Die ersten 100 Tage sind noch nicht verstrichen, aber schon jetzt scheint Dr. med. Alexandra Bussopulos-Orpin gut im Agaplesion Bethesda Krankenhaus Bergedorf angekommen zu sein – wenn auch leider nicht mit dem Fahrrad. „Dafür ist es von Groß Borstel zu weit. Das ging vorher besser, dass ich nach der Arbeit auf dem Rad noch ein bisschen frische Luft bekam“, sagt die 55-Jährige. Sie hat Anfang Oktober die Nachfolge von Claas Happach angetreten und leitet nun am Glindersweg die Klinik für Psychiatrie und Psychotherapie. Dazu gehören 76 stationäre Betten und 35 Plätze in der Tagesklinik.
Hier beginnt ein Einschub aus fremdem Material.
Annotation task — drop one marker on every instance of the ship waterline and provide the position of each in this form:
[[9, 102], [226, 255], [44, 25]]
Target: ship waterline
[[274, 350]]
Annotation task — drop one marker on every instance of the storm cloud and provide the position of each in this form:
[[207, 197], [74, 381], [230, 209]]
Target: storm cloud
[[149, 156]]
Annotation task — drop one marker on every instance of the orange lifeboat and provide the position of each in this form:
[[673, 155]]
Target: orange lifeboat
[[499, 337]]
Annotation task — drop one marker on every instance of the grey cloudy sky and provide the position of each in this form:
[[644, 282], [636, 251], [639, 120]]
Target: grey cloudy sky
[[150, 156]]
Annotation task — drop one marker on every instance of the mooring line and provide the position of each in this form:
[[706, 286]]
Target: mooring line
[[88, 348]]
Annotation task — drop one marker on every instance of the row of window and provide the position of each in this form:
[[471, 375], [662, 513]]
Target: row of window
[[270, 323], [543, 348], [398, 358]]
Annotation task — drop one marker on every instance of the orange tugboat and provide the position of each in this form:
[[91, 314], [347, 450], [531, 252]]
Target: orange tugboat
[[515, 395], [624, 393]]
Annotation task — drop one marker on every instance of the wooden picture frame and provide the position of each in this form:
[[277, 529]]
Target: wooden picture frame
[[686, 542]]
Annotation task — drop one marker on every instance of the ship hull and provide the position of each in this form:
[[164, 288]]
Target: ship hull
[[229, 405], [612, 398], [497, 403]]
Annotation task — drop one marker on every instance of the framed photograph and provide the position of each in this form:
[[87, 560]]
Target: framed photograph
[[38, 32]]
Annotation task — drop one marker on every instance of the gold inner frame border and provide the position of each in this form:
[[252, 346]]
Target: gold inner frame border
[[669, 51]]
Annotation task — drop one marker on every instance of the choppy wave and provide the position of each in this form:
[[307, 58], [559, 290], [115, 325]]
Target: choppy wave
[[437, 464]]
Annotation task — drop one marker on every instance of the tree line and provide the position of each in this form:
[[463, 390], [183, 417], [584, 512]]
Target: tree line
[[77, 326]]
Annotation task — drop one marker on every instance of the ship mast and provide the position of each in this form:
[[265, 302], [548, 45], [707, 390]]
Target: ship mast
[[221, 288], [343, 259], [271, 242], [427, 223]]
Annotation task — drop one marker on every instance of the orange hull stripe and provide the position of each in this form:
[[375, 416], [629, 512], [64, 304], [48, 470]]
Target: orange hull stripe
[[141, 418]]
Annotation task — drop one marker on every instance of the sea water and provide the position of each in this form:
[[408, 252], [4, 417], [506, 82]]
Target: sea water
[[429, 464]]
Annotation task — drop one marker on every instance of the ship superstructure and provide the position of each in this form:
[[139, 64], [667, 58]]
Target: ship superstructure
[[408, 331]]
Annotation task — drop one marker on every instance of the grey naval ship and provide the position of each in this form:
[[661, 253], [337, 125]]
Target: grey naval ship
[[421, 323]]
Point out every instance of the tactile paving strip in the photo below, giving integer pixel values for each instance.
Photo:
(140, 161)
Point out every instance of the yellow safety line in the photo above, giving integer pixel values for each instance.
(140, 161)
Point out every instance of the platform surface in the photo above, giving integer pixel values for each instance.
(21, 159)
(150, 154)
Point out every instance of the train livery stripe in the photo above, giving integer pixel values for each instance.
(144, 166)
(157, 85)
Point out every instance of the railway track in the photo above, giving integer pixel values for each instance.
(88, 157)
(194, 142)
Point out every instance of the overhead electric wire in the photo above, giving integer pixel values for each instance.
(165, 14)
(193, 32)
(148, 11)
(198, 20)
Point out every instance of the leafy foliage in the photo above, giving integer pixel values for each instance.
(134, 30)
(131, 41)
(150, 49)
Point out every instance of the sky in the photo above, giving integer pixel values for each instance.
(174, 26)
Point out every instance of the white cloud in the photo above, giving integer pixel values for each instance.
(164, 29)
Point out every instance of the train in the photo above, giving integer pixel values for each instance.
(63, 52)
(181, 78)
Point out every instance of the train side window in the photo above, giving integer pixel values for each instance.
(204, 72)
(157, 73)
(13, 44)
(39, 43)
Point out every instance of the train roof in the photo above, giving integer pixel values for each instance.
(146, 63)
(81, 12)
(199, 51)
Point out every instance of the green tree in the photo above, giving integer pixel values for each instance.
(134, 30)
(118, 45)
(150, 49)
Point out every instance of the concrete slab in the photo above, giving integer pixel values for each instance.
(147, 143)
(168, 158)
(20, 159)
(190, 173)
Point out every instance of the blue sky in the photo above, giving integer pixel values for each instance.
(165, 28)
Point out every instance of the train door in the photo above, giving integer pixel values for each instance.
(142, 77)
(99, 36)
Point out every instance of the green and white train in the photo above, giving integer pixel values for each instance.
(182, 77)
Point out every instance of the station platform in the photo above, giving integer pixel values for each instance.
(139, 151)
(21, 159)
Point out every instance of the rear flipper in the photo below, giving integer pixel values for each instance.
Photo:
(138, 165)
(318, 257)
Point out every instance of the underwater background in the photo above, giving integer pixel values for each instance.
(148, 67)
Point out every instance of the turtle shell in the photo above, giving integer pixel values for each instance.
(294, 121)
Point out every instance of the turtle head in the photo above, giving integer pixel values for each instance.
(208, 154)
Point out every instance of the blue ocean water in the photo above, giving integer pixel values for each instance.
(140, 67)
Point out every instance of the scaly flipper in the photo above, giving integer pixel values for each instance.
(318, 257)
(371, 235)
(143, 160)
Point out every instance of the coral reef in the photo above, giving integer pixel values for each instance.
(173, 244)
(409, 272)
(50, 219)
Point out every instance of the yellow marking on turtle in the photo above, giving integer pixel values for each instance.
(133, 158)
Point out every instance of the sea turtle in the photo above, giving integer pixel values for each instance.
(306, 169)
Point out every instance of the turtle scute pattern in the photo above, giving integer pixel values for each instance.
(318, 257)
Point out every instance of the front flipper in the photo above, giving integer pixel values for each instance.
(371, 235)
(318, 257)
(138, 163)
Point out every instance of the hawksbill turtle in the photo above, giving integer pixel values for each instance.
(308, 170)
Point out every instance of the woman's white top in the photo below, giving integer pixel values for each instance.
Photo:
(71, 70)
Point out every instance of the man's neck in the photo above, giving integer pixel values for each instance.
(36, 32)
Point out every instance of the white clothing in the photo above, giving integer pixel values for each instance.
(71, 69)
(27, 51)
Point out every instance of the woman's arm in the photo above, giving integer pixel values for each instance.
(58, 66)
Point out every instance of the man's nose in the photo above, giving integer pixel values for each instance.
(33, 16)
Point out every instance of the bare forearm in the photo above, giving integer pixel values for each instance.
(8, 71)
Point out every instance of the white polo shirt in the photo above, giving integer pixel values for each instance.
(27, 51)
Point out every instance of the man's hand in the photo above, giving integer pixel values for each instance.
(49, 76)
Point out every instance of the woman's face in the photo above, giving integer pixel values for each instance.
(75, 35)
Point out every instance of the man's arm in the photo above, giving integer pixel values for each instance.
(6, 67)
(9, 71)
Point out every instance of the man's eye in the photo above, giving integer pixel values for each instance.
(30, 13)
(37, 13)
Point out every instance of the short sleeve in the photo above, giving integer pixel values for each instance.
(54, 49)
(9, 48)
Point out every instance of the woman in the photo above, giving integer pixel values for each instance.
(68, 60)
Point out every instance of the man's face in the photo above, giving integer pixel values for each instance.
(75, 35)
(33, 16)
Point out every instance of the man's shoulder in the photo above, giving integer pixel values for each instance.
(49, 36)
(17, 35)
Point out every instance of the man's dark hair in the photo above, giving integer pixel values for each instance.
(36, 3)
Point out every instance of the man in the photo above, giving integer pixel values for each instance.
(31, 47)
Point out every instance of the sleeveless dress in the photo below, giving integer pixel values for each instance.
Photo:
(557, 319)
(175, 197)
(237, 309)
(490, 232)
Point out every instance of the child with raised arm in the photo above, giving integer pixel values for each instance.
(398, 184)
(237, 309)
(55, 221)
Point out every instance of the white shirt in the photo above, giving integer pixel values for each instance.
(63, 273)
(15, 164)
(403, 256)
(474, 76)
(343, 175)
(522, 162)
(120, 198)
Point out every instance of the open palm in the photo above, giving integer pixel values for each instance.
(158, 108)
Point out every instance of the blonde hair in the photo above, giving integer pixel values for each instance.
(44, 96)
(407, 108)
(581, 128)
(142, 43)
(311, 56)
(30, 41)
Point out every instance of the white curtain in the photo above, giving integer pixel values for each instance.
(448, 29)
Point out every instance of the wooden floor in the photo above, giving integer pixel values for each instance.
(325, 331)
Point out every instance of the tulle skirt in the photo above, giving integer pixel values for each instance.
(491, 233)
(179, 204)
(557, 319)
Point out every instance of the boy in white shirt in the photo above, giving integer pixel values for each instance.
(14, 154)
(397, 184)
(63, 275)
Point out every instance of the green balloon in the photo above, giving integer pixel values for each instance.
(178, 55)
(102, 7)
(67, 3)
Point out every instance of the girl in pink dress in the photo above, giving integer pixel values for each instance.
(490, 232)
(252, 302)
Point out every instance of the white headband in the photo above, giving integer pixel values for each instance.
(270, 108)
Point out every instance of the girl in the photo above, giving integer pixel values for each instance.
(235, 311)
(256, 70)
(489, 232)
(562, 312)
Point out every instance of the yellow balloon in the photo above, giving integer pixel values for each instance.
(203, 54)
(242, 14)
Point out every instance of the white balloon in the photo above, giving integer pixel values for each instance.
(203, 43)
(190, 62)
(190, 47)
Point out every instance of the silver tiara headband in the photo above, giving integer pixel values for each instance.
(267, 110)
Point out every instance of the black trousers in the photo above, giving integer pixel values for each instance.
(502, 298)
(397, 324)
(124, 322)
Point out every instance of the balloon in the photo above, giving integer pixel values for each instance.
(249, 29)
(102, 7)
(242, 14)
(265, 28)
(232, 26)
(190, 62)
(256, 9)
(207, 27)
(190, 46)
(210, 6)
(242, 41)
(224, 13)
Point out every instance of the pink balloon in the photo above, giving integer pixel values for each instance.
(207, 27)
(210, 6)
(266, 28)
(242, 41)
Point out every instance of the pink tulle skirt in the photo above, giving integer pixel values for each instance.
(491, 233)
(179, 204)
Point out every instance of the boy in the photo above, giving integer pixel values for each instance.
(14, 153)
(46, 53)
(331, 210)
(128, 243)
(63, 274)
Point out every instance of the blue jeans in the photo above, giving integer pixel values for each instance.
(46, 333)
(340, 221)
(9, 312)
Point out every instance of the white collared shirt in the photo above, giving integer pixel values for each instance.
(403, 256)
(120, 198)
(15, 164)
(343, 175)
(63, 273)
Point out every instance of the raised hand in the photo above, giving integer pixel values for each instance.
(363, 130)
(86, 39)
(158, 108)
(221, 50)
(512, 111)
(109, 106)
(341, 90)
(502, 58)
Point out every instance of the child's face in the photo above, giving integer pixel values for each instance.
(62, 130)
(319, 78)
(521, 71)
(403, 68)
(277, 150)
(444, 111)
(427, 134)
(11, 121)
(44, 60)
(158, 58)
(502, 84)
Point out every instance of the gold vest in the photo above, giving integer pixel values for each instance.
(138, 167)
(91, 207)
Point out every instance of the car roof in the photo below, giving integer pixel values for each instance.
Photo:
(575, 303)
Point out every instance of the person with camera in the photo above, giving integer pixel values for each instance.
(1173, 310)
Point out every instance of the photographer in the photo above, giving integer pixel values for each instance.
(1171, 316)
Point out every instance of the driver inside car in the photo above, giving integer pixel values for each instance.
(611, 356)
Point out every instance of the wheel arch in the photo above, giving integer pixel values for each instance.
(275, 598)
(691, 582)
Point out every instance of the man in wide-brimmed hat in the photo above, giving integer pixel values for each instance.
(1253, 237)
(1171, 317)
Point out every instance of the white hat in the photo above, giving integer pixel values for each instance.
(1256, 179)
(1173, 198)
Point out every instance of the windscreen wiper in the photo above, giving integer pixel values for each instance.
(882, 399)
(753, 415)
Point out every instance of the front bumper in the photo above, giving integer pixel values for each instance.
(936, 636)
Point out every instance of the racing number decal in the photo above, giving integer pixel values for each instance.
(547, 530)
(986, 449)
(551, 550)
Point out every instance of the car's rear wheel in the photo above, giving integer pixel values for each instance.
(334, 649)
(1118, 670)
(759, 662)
„Mann, Kind, Hund, Katz – das hab‘ ich alles“, sagt Bussopulos-Orpin lachend und erklärt, dass ihr Nachname vom griechischen Vater und vom englischen Ehemann abstammt. Aber tatsächlich ist sie Ur-Hamburgerin: „Ich bin in Duvenstedt groß geworden, als es da noch mehr Rapsfelder als Häuser gab. Dann habe ich in Hamburg studiert und hier auch gleich meinen Arzt im Praktikum in der Neurologie bekommen.“
Psychiatrie: Neue Chefärztin im Agaplesion Bethesda Krankenhaus
Es folgten fast 24 Jahre im UKE als Fachärztin für Neurologie sowie Psychiatrie und Psychotherapie. Zuletzt leitete sie als Oberärztin die integrierte Versorgung und die offene Akutstation. 2019 wechselte sie an das Evangelische Krankenhaus Alsterdorf und 2022 ans Albertinen Krankenhaus. „Jetzt stelle ich mich der Herausforderung als Chefärztin, die nicht nur die Bergedorfer Patienten versorgt, sondern auch die Zahlen im Blick haben muss.“
Dass Bergedorf „ganz schön weit weg und weitläufig ist“, zeigt auch ihr Blick auf die Versorgung psychisch kranker Menschen: „Das ist hier sehr klinikorientiert, es gibt im Bezirk zu wenig niedergelassene Kollegen. Und eigentlich finde ich es auch skandalös, was mit dem Verkauf von Kassensitzen passiert. Wenn Nervenärzte in Rente gehen, geht ihr Sitz nicht unbedingt an einen Psychiater weiter.“
Viele Psychiatrie-Patienten landen in der Notaufnahme
Und so landen eben viele in der „Drehtür Notaufnahme“, wo sie eigentlich nicht hingehören: „Besser wäre es, die Not vorher abzuwenden durch Bezugstherapeuten“, meint die Ärztin, die gern ein Team aufbauen würde, das auch aufsuchend arbeiten kann: „Dann hat man die Patienten auf dem Schirm, auch wenn es mal drei Wochen keinen Kontakt gibt. Und wenn jemand nicht erreichbar ist, ahnt man, dass eine Krise am Horizont ist, sich eine akute Phase abzeichnet.“
Ideal wäre, wenn ein Fünferteam maximal 125 Patienten begleitet, die auch rund um die Uhr das Notfalltelefon nutzen können. Vorbild Holland: „Da gibt es eine Klinik, die nur noch 20 geschützte Betten hat und alles andere ambulant macht, sehr individuell am Bedarf orientiert.“ Dafür jedoch bräuchte es in Bergedorf mehr Mediziner: „Derzeit sind vier von 17 Arztstellen unbesetzt“, sagt Alexandra Bussopulos-Orpin.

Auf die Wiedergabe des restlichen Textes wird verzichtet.